Wednesday, November 15, 2006

Wireless: The battle of the standards

The International Herald Tribune has an article on the GSM vs CDMA battle, although at the end it concludes that they’re basically equivalent.

Most cellphone users do not know what kind of network their service provider runs, nor whether it is 2G or 3G. Yet behind the scenes, industry lobbies and makers of network equipment and cellphone chips jockey for position as they struggle to make their technology dominant.

Though the front line of the battle is shifting to 3G - or so-called third- generation - technologies, which offer more capacity on their networks and faster data transmission speeds, the previous generation of networks may ultimately determine who comes out on top, because service providers tend to use the same family of technology when they migrate to faster networks.

GSM, the global system for mobile communications, is the dominant mobile phone standard in the world, with a market share of 83 percent.
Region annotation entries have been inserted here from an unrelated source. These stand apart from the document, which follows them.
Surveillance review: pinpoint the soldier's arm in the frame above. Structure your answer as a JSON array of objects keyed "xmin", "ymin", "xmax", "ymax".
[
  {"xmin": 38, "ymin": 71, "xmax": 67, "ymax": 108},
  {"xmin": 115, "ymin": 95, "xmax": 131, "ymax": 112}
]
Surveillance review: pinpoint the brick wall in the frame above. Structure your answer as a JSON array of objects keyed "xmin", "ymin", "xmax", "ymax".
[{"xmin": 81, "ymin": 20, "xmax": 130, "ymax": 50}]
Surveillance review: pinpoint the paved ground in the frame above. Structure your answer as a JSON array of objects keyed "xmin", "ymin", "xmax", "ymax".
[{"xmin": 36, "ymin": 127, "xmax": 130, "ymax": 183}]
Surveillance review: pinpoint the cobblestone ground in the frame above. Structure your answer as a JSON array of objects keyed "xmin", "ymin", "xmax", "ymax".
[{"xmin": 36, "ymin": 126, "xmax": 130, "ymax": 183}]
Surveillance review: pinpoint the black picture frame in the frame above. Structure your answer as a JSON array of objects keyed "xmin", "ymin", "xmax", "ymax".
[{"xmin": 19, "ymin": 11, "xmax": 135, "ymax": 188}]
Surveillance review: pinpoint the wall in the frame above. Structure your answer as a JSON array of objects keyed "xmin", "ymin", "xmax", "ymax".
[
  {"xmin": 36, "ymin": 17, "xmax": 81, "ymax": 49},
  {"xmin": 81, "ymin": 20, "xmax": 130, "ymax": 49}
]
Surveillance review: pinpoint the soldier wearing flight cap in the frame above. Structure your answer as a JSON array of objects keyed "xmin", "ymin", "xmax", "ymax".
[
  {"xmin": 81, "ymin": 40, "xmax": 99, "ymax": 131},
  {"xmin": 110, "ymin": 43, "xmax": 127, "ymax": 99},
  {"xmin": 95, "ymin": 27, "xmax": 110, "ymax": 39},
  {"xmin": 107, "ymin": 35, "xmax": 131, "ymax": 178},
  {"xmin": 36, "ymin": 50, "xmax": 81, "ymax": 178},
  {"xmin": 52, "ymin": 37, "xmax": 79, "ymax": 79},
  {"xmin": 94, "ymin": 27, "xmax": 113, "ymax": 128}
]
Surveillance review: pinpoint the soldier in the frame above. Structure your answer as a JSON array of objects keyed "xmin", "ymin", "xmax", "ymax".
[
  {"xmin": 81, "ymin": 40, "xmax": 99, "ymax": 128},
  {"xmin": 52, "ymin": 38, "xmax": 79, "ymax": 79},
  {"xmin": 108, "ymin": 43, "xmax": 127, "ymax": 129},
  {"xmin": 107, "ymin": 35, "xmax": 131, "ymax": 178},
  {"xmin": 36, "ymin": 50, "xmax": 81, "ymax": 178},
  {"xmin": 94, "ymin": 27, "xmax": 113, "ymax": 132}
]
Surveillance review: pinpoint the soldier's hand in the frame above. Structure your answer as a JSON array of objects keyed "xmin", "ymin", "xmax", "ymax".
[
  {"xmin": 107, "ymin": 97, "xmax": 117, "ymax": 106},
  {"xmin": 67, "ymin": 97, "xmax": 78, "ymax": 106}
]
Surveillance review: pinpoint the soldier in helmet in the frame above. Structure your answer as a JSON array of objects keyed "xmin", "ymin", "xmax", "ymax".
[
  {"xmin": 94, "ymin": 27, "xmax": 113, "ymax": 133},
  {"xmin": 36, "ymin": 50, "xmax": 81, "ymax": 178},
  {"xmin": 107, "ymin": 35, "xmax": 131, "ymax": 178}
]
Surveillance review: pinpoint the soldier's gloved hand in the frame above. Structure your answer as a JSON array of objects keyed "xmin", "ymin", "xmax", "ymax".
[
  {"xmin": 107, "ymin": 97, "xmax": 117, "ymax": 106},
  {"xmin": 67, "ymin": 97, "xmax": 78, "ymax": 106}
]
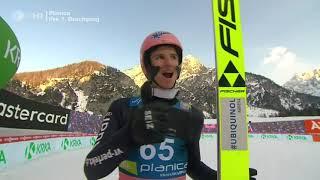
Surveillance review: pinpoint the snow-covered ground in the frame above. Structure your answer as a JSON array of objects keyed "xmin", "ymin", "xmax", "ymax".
[{"xmin": 0, "ymin": 135, "xmax": 320, "ymax": 180}]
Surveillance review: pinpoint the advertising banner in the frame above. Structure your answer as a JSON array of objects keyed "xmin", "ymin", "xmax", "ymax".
[{"xmin": 0, "ymin": 90, "xmax": 70, "ymax": 131}]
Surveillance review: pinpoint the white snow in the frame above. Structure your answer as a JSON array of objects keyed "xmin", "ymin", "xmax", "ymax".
[{"xmin": 0, "ymin": 135, "xmax": 320, "ymax": 180}]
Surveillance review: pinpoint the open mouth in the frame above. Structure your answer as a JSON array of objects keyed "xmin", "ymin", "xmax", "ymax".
[{"xmin": 162, "ymin": 73, "xmax": 173, "ymax": 78}]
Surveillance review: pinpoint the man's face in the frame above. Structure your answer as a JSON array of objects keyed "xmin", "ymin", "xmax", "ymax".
[{"xmin": 150, "ymin": 45, "xmax": 179, "ymax": 89}]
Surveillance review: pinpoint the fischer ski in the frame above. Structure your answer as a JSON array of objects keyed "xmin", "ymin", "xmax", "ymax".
[{"xmin": 212, "ymin": 0, "xmax": 249, "ymax": 180}]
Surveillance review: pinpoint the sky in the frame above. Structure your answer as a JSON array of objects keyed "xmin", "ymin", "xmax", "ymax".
[{"xmin": 0, "ymin": 0, "xmax": 320, "ymax": 85}]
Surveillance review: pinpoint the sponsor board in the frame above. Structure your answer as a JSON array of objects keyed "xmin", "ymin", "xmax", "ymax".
[
  {"xmin": 0, "ymin": 90, "xmax": 70, "ymax": 131},
  {"xmin": 304, "ymin": 119, "xmax": 320, "ymax": 134},
  {"xmin": 0, "ymin": 135, "xmax": 96, "ymax": 172}
]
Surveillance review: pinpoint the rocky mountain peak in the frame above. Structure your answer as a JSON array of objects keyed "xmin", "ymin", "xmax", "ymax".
[{"xmin": 13, "ymin": 61, "xmax": 106, "ymax": 89}]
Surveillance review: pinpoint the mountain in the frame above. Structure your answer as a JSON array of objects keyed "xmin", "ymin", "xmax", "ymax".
[
  {"xmin": 7, "ymin": 55, "xmax": 320, "ymax": 118},
  {"xmin": 125, "ymin": 55, "xmax": 320, "ymax": 117},
  {"xmin": 284, "ymin": 68, "xmax": 320, "ymax": 96},
  {"xmin": 123, "ymin": 55, "xmax": 208, "ymax": 87},
  {"xmin": 6, "ymin": 61, "xmax": 139, "ymax": 114}
]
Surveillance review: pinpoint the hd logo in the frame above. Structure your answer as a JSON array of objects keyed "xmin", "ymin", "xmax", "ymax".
[{"xmin": 219, "ymin": 60, "xmax": 246, "ymax": 87}]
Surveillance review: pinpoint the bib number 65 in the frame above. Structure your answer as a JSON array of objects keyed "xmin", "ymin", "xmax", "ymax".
[{"xmin": 140, "ymin": 138, "xmax": 174, "ymax": 161}]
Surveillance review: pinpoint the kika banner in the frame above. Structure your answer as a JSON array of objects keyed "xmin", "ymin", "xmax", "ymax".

But GSM networks have been slow to move to 3G, allowing CDMA, which is widely used in North and South America, a window that it has quickly exploited.
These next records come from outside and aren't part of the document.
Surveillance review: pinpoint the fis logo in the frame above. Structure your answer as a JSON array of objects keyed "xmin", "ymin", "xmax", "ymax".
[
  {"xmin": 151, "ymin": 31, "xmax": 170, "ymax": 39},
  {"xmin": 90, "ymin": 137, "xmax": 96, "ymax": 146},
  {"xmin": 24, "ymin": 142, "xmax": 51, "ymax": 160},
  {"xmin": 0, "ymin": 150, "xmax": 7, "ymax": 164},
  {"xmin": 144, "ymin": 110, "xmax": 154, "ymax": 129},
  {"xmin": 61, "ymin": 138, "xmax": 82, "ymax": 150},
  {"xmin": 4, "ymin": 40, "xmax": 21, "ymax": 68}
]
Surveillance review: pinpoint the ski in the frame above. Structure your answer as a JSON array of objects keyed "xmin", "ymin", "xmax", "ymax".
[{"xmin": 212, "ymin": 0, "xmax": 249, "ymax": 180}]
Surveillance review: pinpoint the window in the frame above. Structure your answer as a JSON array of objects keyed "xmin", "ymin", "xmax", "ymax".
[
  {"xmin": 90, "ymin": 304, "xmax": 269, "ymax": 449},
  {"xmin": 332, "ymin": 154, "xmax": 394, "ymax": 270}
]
"It's probably too early to call the death of CDMA," said Martin Garner, the director of Wireless Intelligence.

While the growth of CDMA will not match that of GSM, Wireless Intelligence is forecasting that there will be nearly 500 million people using CDMA technologies by 2010, compared with 340 million today. Those using the 2G and 3G GSM networks are forecast to increase to 3.5 billion in 2010 from 2.1 billion today.
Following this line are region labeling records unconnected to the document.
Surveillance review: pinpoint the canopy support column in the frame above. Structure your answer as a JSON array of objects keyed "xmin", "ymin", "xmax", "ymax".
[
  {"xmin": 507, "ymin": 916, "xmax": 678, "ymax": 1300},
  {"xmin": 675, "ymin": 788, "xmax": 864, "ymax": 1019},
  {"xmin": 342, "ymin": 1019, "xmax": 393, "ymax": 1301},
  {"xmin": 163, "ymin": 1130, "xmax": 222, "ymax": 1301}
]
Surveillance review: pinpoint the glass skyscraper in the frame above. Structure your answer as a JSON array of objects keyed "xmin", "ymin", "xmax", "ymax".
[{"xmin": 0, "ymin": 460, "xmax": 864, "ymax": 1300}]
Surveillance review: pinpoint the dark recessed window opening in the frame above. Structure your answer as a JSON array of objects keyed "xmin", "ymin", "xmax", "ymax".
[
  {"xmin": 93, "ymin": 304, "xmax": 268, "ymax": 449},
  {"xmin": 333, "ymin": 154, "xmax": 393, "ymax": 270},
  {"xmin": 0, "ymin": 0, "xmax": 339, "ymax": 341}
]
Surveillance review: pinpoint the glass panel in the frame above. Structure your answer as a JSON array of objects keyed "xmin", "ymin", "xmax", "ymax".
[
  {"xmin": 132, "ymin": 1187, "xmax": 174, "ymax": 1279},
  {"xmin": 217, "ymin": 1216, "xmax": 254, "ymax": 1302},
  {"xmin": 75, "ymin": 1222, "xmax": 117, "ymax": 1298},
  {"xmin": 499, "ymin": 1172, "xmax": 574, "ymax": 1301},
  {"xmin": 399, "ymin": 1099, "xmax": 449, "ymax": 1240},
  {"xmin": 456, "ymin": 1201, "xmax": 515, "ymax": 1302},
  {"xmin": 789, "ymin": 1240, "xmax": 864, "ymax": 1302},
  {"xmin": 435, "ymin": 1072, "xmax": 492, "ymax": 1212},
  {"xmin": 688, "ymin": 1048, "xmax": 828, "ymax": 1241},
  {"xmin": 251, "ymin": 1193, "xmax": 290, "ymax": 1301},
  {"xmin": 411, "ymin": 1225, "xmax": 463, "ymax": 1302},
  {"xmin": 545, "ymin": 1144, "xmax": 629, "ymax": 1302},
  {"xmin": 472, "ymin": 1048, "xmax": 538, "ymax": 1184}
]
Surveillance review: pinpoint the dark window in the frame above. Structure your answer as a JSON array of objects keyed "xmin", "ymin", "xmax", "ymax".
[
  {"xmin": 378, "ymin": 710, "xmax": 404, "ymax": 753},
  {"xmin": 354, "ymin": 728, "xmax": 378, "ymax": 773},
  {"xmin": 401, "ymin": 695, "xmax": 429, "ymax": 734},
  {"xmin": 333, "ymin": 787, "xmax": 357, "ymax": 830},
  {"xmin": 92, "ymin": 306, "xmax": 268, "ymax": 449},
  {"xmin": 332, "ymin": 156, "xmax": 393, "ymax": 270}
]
"CDMA is certainly going to remain small when compared to GSM," Garner said, "but they have a decent chunk of the market, a reasonable niche that they will be able to defend."

While companies have staked their future on the continued success of one technology versus another, for people who just want to use their cellphone to make a call, send e-mail or browse the Internet, it may all be academic.

"People make outlandish claims about what one cellular technology is capable of compared with another, but they offer broadly similar performances," Garner said. "One of the technologies will make a move before the other and then have an advantage for a while, but they are basically moving in the same direction at the same speed."